Le modèle économique reste cependant encore à déterminer. "Ça ne passera pas par des subventions des collectivités territoriales, ça passera par des initiatives privées et par des entreprises privées qui ont intérêt, au plan national ou régional, de développer l’accès aux soins pour tous." À Épinay-sur-Orge, trois médecins généralistes sont déjà installés sur place. "En ouvrant notre espace de santé, on n’est pas en concurrence, on propose simplement de nouveaux créneaux d’accès aux soins".
Avant d’ouvrir ce centre en Essonne, Arnaud Molinié a réalisé un tour de France pour savoir quels sont les lieux qui ont le plus besoin de ce dispositif. "On a une base de données avec toutes les gares, on les évalue ensuite en coopération avec les ARS pour voir si là où on s’installe, il n’y a pas déjà un projet qu’elles ont financé et qui ferait doublon", explique-t-il. Le président de Doxamed a ainsi pu découvrir que sur les 3 000 gares de la SNCF, "2 200 sont en zone d’intervention prioritaire (ZIP)".

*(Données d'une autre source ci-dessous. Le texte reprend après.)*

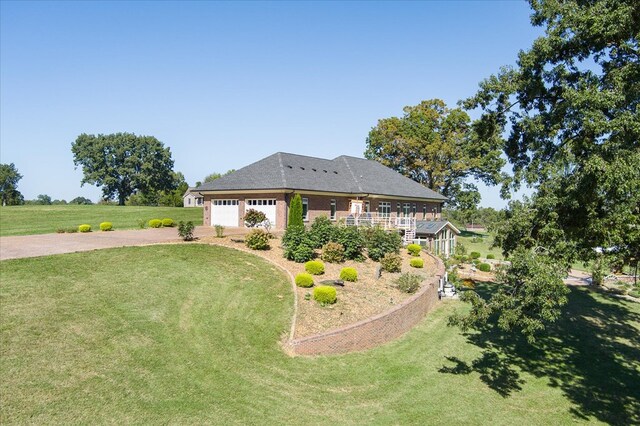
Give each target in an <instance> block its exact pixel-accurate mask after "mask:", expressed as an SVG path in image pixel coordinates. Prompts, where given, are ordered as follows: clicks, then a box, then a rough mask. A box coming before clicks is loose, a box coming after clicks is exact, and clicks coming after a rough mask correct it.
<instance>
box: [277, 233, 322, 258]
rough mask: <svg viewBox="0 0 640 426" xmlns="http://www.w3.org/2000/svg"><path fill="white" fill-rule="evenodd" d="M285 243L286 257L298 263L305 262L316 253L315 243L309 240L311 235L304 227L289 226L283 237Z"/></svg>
mask: <svg viewBox="0 0 640 426" xmlns="http://www.w3.org/2000/svg"><path fill="white" fill-rule="evenodd" d="M282 245H284V247H285V249H284V257H285V258H286V259H288V260H293V261H294V262H297V263H304V262H307V261H309V260H311V259H313V256H314V255H315V253H314V251H313V243H312V242H311V241H309V236H308V234H307V232H306V231H305V229H304V227H299V226H294V227H291V226H290V227H288V228H287V230H286V231H285V233H284V235H283V237H282Z"/></svg>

Le dispositif est appelé à s'étendre ailleurs en France. "On a d’autres gares en tête comme celle de Massy-Palaiseau", annonce-t-il, tout en précisant être également "en train de travailler sur la gare de Juvisy". "En Auvergne-Rhône-Alpes, la Région et la mairie de Montluçon sont également très intéressées de nous voir nous y implanter", ajoute-t-il. Ces trois gares devraient ouvrir un espace de santé "soit en fin d’année, soit début 2026".
L’objectif annoncé était de 300 centres de téléconsultations assistées dans des gares d’ici 2028. "On a toujours cet objectif, confie le président de Doxamed, c’est un investissement et un pari sur un modèle novateur et innovant."